Di noi tre, in vacanza

04/09/2017 03:12

 

Forse quest’anno abbiamo fatto la nostra prima vera vacanza in tre.

Senza contare le lunghe estati e i weekend a casa dei nonni e qualche sporadico giorno a giro, la prima vera vacanza pianificata per tempo e usata come scusa per far prendere l’aereo al nostro cucciolo di due anni e mezzo.

Noi abbiamo scelto non un itinerario on the road, non una capitale da girare, noi abbiamo scelto il mare, un villaggio, la mezza pensione che è diventata ben presto una pensione completa, noi abbiamo optato per la comodità e i servizi a portata di bambino.

Questo perché evidentemente è la scelta che ci ha resi più tranquilli, più rilassati nell’adattarci a tempi e modi di fare vacanza di nostro figlio, senza imporre le nostre preferenze, i nostri orari, le nostre priorità.

Ecco perché per noi ha funzionato.

Nonostante il tempo non ci abbia voluto bene siamo riusciti sfruttare al massimo il posto in cui eravamo, a stare con i tanti (numerosi) altri bambini che c’erano, a sentirci simili a tutti gli altri genitori di figli piccoli che erano lì con noi.

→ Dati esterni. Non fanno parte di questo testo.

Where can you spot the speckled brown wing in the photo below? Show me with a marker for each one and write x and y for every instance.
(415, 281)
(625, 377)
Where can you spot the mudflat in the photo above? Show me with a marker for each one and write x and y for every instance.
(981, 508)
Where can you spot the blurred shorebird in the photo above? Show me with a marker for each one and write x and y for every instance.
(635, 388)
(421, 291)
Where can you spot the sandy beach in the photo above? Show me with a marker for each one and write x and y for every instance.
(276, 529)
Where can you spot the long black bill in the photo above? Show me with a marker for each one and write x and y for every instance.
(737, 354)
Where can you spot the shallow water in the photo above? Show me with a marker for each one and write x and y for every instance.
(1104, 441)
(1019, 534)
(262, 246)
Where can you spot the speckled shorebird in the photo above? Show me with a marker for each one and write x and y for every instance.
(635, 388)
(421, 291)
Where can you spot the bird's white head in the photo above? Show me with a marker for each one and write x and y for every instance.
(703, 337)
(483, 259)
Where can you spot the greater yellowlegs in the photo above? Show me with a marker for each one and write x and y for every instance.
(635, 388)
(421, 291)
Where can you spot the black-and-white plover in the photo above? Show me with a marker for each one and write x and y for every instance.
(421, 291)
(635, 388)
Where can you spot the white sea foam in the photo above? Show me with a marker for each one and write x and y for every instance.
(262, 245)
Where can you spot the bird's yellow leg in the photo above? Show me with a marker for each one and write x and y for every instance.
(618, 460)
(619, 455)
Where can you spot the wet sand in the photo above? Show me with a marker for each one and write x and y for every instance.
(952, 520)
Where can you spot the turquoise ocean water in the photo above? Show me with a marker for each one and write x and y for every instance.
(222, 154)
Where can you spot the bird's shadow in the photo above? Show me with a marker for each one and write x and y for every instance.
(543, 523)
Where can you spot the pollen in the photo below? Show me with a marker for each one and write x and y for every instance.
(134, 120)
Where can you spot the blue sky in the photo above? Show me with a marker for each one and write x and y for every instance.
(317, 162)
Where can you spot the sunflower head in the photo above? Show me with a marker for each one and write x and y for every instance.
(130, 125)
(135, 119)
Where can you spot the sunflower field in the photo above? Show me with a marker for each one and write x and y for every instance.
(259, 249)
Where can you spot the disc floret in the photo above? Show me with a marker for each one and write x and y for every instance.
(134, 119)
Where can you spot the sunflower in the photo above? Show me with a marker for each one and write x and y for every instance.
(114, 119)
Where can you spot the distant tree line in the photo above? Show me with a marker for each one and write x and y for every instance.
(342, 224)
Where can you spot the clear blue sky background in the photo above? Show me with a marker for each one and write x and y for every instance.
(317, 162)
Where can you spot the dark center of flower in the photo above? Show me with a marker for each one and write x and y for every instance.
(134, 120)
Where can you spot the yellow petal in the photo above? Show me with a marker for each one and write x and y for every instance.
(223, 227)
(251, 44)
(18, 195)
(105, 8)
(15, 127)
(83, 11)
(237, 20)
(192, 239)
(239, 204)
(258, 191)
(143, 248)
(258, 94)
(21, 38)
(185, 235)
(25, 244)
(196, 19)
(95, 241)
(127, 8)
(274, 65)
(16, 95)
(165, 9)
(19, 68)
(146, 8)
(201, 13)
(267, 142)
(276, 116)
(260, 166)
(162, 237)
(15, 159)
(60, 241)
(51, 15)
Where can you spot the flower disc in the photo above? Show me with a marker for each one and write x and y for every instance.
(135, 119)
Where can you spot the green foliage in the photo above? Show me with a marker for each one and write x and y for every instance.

e poco importa se ogni giorno facevamo i tre pasti allo stesso tavolo, anzi, il nostro ometto ha gradito sempre tutto e ha imparato in pochissimo tempo ad adattarsi ad un posto ed un letto nuovo, una cucina diversa e un modo di fare mare molto diverso dalle sue finora acquisite abitudini.

Per noi è stato fondamentale essere in un luogo dove poter gestire l’imprevisto e dove assaporare il tempo lento di una vacanza family.

e nonostante il mio, nostro, concetto di fare mare sia (stato) un po’ diverso, l’averlo vissuto attraverso gli occhi, le parole, i giochi del nostro bambino, ci ha fatto riposare, divertire, oso anche dicendo rilassare, con tutte le virgolette del caso.

Non tutti siamo  uguali, per noi è andata bene così, in questo momento, in questo luogo.

Tornare a casa con la sensazione di avercela fatta, e bene, è un’altra novità.

Tornare senza malinconia, ma con l’entusiasmo di poter fare ed osare ancora, e meglio. Di scoprire, di non affrettare, di scegliere il nostro momento.

Questo mi ha resto estremamente felice.

E mi ha confermato che stare nell'ascolto di sè, senza giudicarsi, senza cercare paragoni, nè la perfezione, migliora sempre le cose.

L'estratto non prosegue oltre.